My name is Lucy Claire Curran, and I am a writer, artist, and career coach in San Francisco, California. I use my art and writing as a means of philosophical inquiry and civic engagement, and my career coaching practice emphasizes bringing the head and the heart together: I am grounded and pragmatic and I am also creative, innovative, and imaginative.

Growing up in Ashland, Oregon (home of the Oregon Shakespeare Festival!) I was given a wealth of opportunities to study the visual and performing arts, everything from music to improvisational theater to tap dance to ceramics and painting. As a young child and then a young adult, I discovered again and again that there were many ways of approaching any project. Bringing concepts from my theater, dance, and music lessons into other parts of my life invariably allowed me to be more effective, successful, and motivated.

However, as I got older and increasingly focused on meeting the external demands of my life, I found it increasingly difficult to stay balanced and happy. The harder I worked, the more I began to recognize that I relentlessly sought approval and external validation through performing at a high level in whatever I did; and I also recognized a pattern within my life of ‘boom and bust’, in which a period of intense productivity would be followed by an energetic crash.

Because I was so dedicated to self-care and balanced living, I went to Harvard for my undergraduate degree (lol that last part was a joke). There, I found myself in an atmosphere that was both enlivening and also lopsided to the extreme. The parts of me that loved glitter, finger paint, interpretive dance, and nap time felt unwelcome and even laughable in the academic atmosphere there. While I found a small corner of friendly people and kindred spirits, I felt myself to be swimming upstream and floundering around as I sought balance and academic success on my own terms.


In the first six years following graduation, I worked a variety of part-time jobs and made time to be with my family during my father’s extended illness. All throughout this time, I found myself routinely mired in self-doubt. Existential crises recurred with alarming frequency. I felt committed to the part-time work schedule I had chosen in order to make time for my own creative work and my family, but I worried that I was sabotaging my career prospects. I watched anxiously as the debate between the “Lean In-ers” and the “Women Can’t Have it All, Stop Lying to Yourself Because That Just Makes It Worse” debate played itself out on the front pages of various publications. I had worked (foolishly) hard in high school, and had had the great privilege to attend a “top university”…so why couldn’t I get my act together? Was I destined to feel lost at sea, to never quite find my footing in my career? Why was I so capable and intelligent in certain areas of my life, and so childish, unrealistic, and ill-equipped in others? I felt that I had been given everything in my life to be put in a position to succeed, and consequently, I felt like a flop and a fraud most days.

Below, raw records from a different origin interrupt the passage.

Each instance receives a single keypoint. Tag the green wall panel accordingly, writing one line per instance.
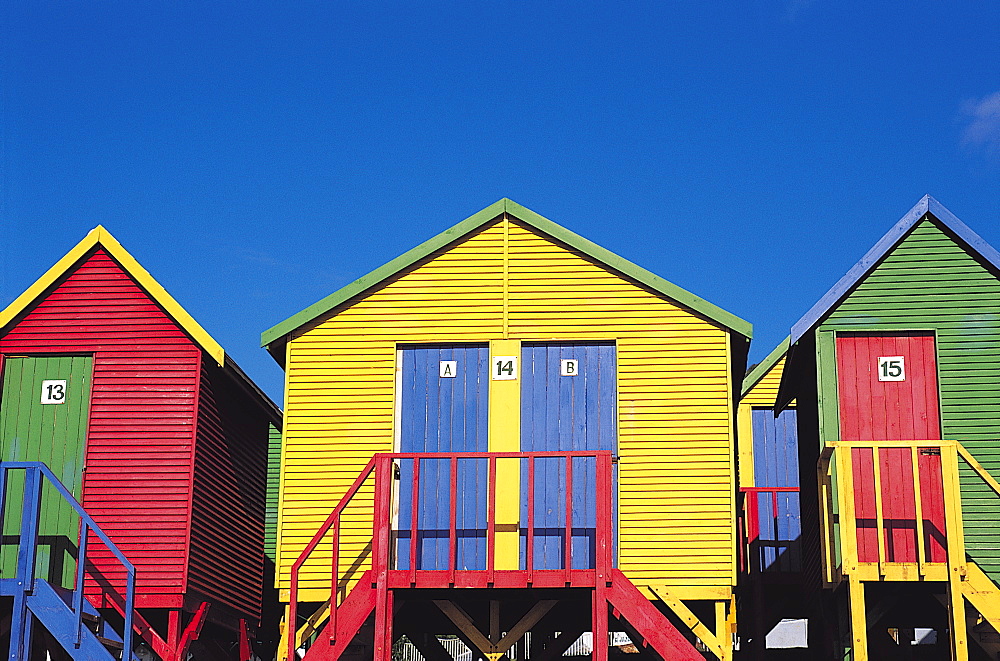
(930, 282)
(54, 433)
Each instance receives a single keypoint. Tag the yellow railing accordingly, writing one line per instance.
(839, 522)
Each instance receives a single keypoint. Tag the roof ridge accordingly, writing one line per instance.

Thank goodness there was part of me that knew that there had to be a better way forward than spiraling downward into a black hole of anxiety and despair and taking out all my fear-based aggression on myself. I gradually began to find other young people in my new community of San Francisco who were asking the same questions. I also took part in a variety of workshops and seminars that provided a safe and supportive container for me to look closely at my patterns of self-sabotage. I also worked to develop greater self-compassion, as I recognized that my tendency to beat myself up over the slightest misstep never helped me move forward. I developed more awareness around my blind spots and my particular patterns of tripping myself up. I began to experiment with ways of circumventing these well-worn pathways and interrupting my old habits through creativity. In this process, I found a handful of approaches to be more reliable, less stressful, and more enjoyable.



Over the past 10 years or so, I have continued to develop these techniques and practices, and I have also reconnected with my love of art, music, play, creativity, and movement. As I continue to practice managing my energy more sustainably and cultivating self-compassion, I have begun to share my findings in my writing and I also with my coaching clients in 1-on-1 sessions and in group events.

In broad strokes, I have found that I am more effective when I:

  2. Put my own health, well-being, and happiness first.
  3. Give myself time and space to develop authentic career goals that resonate for me personally.
  4. Stop and rest and spend time in stillness way more than I think I need to.
  5. Give and receive support from others and give back to communities I am a part of.